Only [those who respond that they are "very likely"to get a genetic test for disease risk "in the next few years"] will get the test [...] So, I remain certain, the market for these tests is 5%Right now, public awareness of direct-to-consumer genetic testing is pretty minimal. That's changing fast, though: anyone tracking Google news alerts will have seen the recent spikes in mainstream media coverage of the genetic testing industry, particularly 23andMe. As people hear more and more about genetic testing it will cease being scary and new, and (like IVF or screening for Down syndrome) become familiar and legitimised.
Meanwhile, over the next five years two things will happen: (1) the massive decrease in the cost of sequencing will bring large-scale genetic analysis within the grasp of the average upper middle-class consumer; and (2) our understanding of the genetics of common disease will increase exponentially, rapidly increasing the clinical (and recreational) value of genome sequence data. Thus the cost-to-benefit ratio of personal genomics will shrink incredibly quickly,even as frequent media coverage creates wider familiarity with the concepts and jargon of genetic testing, and simultaneously a host of influential early adopters publicly discusses their genetic testing experiences.
Basically, the medical and social benefits of having your genome sequenced will make this option steadily more attractive while declining costs will make it steadily more affordable. That's a recipe for a market explosion.
So, let's grant Steve's argument that the true size of the market right now is 5% of "upscale business professionals". That's going to be a pretty damn healthy market once Oprah starts talking about how 23andMe changed her life and the guy two cubicles down from you is bragging about his new genome sequence.
Steve isn't getting this, though, I suspect because he keeps seeing it through his clinician prism. For instance, he claims:
It is just like a referral to see another doctor.....if you aren't feeling ill, only the very likely will ever go see that specialist.....It is called the attrition rate and is commonly understood in medical care......only 20% of your "presymptomatic ill" ever go see the referral.That's because standard medical testing is so incredibly boring. Genome scans and sequences, on the other hand, are cool. They're based on fancy new technology; you've read about them in Wired; and they tell you interesting things about yourself. People will want to take these tests.

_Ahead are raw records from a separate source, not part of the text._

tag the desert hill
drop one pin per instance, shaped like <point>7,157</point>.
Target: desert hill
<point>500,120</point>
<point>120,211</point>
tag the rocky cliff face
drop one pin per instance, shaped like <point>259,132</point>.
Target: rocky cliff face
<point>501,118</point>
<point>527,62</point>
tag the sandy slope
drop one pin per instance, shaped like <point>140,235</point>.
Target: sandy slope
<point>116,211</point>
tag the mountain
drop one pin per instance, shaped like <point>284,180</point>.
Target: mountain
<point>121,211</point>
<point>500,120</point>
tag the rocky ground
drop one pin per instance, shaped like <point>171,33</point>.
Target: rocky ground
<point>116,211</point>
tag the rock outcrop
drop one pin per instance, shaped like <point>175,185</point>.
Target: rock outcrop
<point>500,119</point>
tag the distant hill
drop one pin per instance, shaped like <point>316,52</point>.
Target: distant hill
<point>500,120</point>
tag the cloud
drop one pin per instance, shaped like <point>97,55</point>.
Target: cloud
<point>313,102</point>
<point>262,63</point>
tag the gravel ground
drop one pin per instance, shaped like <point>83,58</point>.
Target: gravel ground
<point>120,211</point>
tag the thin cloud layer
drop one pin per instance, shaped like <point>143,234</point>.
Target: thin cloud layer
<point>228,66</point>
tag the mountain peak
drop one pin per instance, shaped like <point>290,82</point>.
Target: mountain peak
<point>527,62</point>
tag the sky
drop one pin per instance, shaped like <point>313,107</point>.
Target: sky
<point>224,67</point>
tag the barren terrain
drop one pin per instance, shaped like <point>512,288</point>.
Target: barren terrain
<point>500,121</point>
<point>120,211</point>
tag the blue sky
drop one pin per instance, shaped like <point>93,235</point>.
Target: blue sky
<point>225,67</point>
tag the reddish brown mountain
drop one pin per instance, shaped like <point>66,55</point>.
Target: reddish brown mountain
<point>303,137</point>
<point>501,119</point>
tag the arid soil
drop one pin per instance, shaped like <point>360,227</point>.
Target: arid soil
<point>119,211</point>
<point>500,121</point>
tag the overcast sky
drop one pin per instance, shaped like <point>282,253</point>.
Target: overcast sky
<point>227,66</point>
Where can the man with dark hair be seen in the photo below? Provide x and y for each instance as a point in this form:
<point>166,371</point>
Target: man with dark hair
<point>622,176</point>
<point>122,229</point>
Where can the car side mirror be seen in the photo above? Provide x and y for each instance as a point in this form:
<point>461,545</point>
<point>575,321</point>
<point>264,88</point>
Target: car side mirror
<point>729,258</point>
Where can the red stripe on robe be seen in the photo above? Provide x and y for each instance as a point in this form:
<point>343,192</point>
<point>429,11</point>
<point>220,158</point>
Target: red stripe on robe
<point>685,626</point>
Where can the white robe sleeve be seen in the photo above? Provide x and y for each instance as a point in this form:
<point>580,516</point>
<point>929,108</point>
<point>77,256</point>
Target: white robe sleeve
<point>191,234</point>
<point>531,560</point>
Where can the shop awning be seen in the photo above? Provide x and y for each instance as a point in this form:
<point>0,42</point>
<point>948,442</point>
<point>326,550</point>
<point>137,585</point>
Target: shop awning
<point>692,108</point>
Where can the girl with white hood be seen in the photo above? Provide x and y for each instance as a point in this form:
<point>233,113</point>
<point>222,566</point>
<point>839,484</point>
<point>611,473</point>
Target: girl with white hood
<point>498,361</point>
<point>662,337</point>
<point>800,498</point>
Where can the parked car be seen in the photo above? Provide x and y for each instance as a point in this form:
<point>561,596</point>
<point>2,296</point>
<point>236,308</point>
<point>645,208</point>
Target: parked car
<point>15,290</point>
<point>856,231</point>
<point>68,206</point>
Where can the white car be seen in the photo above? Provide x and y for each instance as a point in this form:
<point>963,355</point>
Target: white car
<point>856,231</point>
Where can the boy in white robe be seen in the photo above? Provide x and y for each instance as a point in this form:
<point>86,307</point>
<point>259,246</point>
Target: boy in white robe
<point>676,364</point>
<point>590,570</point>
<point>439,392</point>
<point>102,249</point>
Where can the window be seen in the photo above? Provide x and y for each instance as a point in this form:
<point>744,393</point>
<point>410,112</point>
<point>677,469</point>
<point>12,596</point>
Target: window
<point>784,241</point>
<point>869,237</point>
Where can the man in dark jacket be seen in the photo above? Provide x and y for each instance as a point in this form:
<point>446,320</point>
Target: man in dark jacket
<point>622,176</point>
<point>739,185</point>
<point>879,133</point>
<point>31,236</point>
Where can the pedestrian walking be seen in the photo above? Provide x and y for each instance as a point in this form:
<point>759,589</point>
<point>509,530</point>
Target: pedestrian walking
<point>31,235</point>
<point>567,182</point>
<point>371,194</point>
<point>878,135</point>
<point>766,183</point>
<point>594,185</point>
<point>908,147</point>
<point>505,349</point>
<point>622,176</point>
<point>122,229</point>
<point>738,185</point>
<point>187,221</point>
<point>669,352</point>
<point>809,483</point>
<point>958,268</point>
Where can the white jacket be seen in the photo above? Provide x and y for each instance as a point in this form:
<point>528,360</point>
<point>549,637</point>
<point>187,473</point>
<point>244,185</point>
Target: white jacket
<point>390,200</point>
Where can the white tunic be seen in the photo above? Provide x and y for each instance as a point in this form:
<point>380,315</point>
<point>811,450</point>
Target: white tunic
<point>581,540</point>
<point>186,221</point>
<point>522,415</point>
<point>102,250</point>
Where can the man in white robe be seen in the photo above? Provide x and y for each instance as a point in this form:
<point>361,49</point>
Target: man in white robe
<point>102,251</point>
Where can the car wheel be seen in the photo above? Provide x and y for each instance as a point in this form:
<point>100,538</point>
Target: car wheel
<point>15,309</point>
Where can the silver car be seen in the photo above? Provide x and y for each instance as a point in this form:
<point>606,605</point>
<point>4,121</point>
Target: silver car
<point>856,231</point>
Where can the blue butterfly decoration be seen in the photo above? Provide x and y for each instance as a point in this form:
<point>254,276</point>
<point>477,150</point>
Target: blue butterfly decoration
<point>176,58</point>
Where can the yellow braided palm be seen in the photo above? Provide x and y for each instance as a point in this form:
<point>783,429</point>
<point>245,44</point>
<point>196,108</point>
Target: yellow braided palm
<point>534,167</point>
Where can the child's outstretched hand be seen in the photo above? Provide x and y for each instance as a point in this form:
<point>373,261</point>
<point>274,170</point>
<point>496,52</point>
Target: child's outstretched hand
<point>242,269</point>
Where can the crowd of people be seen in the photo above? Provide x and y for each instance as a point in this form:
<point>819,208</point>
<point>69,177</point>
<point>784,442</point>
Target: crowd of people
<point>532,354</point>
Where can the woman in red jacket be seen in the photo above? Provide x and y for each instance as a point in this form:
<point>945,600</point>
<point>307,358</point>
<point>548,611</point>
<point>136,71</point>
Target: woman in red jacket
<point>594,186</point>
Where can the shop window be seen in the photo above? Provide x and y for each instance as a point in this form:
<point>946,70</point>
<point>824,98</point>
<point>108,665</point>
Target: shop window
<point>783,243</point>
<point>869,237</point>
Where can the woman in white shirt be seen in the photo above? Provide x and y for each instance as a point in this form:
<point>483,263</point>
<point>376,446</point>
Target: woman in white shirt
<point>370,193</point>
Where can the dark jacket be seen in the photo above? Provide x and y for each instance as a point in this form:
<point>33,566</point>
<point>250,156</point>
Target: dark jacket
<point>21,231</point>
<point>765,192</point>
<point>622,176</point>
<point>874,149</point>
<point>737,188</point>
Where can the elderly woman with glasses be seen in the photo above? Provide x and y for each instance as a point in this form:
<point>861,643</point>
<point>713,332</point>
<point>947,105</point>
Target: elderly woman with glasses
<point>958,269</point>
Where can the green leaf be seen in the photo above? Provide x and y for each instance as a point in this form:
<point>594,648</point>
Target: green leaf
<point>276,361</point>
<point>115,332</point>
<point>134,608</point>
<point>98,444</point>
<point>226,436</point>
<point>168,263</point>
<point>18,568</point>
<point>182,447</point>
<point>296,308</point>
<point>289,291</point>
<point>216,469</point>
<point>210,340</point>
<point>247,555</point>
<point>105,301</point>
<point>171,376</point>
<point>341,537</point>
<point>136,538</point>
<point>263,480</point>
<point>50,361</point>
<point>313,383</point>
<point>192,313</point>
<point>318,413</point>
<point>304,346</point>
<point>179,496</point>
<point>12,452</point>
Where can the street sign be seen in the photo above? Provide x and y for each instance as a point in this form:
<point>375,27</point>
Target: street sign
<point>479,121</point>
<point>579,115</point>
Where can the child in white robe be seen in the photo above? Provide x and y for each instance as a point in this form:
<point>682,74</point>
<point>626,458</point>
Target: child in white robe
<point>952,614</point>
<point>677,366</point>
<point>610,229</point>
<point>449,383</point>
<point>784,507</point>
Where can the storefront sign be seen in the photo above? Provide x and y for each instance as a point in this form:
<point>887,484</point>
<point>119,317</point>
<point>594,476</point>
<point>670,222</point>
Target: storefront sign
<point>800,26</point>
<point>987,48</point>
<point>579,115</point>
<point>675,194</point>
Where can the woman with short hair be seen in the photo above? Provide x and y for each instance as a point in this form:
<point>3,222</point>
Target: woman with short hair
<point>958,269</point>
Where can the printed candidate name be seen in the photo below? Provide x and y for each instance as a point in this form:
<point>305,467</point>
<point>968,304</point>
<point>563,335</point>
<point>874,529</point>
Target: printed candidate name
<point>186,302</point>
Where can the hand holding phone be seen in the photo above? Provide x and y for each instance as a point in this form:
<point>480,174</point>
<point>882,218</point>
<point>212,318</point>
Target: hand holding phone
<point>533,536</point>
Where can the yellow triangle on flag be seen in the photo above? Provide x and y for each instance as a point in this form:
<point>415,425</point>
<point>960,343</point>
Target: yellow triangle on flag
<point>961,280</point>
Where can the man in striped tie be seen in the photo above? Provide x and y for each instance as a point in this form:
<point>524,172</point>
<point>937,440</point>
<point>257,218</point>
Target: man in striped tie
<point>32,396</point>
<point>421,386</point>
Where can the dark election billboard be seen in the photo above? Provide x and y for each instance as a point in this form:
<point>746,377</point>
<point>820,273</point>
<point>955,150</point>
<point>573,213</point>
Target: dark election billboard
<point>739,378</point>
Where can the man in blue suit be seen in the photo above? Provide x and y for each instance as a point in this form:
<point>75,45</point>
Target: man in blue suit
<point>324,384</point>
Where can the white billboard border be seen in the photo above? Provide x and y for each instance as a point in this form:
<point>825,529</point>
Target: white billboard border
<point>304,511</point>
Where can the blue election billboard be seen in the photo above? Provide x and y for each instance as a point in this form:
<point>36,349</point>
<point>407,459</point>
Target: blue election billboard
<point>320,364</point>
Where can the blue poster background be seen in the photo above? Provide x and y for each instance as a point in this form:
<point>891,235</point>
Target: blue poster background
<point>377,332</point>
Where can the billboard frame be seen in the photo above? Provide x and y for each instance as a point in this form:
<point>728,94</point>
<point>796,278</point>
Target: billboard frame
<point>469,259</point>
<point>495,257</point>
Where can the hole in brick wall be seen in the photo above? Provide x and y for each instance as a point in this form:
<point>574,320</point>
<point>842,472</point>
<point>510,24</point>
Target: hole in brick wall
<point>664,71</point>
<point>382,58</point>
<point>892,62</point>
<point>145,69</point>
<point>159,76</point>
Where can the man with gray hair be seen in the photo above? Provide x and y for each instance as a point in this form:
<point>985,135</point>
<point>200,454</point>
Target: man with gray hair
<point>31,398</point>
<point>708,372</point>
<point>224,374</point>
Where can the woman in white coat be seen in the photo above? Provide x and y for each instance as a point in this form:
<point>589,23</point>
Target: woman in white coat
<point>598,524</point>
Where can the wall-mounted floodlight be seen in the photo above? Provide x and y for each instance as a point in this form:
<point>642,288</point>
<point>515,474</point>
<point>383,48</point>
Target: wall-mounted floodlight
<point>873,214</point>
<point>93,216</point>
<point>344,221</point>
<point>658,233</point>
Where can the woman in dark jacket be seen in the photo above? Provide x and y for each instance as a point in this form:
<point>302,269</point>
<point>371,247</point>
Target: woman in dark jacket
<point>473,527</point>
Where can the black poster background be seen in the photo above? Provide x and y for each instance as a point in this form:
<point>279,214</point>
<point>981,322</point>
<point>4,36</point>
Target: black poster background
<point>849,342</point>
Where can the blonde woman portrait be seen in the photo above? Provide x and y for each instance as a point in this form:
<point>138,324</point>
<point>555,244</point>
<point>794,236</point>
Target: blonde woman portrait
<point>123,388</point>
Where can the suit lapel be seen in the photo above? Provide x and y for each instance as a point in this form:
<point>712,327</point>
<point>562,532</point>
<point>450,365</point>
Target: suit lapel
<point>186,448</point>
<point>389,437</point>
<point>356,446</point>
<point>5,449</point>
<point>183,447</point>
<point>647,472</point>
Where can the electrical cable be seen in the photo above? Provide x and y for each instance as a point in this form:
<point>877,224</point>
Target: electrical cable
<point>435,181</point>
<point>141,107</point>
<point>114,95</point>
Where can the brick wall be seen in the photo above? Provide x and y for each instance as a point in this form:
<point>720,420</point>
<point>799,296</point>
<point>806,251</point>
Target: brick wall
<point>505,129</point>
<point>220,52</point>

And, if the medical establishment gets its act together and starts proving that clinicians can actually value-add to genetic health data (rather than pissing potential clients off with regressive regulations), people will want to take their test results to their doctor to put them in a broader health context. That's win-win - but only if doctors do things the right way.
2 comments:
Daniel,
Excellent post. I completely Agree, other than that I don't get it.....Trust me, I get it Daniel. I wouldn't be in this business if I didn't, I would have gone into Plastic Surgery (jk) ;) On my blog the majority believes that Oprah will lead the PR push.....Or Al Gore....I am not quite sure yet.
-Steve
www.thegenesherpa.blogspot.com
The kind of "Coffee-table" genomics, that purported readers of wired would potentially be interested in, are an irrelevancey, and should not distract from the quest to develop medical regulation for the potential large-scale deployment of these technologies.